Süddeutsche Zeitung - Rezension
Süddeutsche Zeitung | Besprechung von 19.11.2010

Leiden mit Eiszeit
Nino Haratischwili erzählt von
Frauen, die sich das Leben nehmen
Wer ist Danielle Sarréra? Man weiß es nicht so genau. Der Mythos besagt, dass sich dahinter eine Ausreißerin verbirgt, die ihren Weltschmerz in Schulhefte notierte und sich 17-jährig am Pariser Nordbahnhof das Leben nahm. Vor allem in feministischen Kreisen wurde sie nach der posthumen Veröffentlichung ihrer Notizen zur Ikone stilisiert. Angeblich gab es Frauen, die ihr nach der Lektüre in den Tod folgten: das werthersche Phänomen. Viele behaupten, dass der französische Verleger Frédérick Tristan „Sarréra“ als Pseudonym benutzte, um seiner eigenen Kurzprosa Authentizität zu verleihen. Manche bezweifeln auch dies.
Und wer ist Jeanne Saré? Dieser Frage widmet sich Nino Haratischwili in ihrem Debütroman „Juja“, in dem sie den Sarréra-Mythos wiedererzählt. Auch hier nehmen sich Frauen das Leben in Verbindung mit einem Buch, das 1953 unter dem Titel „Die Eiszeit“ erschien und laut Klappentext in den siebziger Jahren Verkaufserfolge feierte. Auszüge daraus sind Teil von „Juja“. Hier kämpft die verzweifelte und der Welt schon halb entrückte Saré in den Straßen von Paris und in ihrer heruntergekommenen Wohnung ums Überleben; die sündige Eva, die wahnsinnige Ophelia, die vor Schmerz erstarrte Niobe und andere ihr seelisch verwandte Frauengestalten bevölkern ihren Geist.

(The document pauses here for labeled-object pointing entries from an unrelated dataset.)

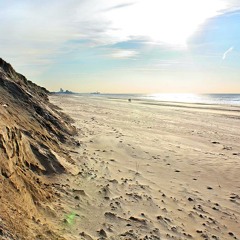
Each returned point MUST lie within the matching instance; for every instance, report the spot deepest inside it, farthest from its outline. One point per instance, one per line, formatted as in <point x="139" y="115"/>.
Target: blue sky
<point x="138" y="46"/>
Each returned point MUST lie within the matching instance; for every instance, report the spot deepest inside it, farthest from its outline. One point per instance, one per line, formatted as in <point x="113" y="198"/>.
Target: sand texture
<point x="33" y="140"/>
<point x="151" y="171"/>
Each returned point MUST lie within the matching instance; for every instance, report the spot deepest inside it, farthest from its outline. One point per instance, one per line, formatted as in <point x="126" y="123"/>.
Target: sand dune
<point x="168" y="171"/>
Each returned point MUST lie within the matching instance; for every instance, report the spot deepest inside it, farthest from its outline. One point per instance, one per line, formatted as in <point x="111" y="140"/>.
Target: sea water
<point x="230" y="99"/>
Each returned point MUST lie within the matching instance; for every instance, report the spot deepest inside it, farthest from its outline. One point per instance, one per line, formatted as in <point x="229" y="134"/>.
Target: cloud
<point x="42" y="29"/>
<point x="227" y="52"/>
<point x="123" y="54"/>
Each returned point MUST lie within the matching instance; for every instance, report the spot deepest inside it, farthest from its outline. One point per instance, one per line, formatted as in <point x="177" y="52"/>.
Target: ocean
<point x="229" y="99"/>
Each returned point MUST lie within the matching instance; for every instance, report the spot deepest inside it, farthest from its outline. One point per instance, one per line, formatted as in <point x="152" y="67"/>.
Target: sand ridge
<point x="151" y="172"/>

„Alle sagen, sie hätte Probleme. Sie hat keine. Keine mehr. Ihre Probleme sind tot.“ Nino Haratischwili fängt jenen Moment im Leben ihrer Protagonistinnen ein, in dem sie sich ihrem Schicksal ergeben und auf den selbstquälerischen Kampf eine innere Leere folgt. In dem der Tod das letzte Glück verheißt. Ihre Einsamkeit und vergebliche Sinnsuche sehen sie in den Schriften Sarés gespiegelt, die sie dazu bringen, sich ihrem Unglück zu stellen und zu entscheiden, ob und wie das Leben weitergeht. Da ist Laura, die nach einer Fehlgeburt und der Trennung von ihrem Mann die Lebenslust verliert. Olga, die von Saré aus ihrem langweiligen Uni-Leben gerissen wird und sich erstmals die Sinnfrage stellt. Und Francesca, alkoholkrank und depressiv. Sie traf das Schicksal am härtesten: Ihr Ehemann tötete zunächst den gemeinsamen fünfjährigen Sohn und dann sich selbst.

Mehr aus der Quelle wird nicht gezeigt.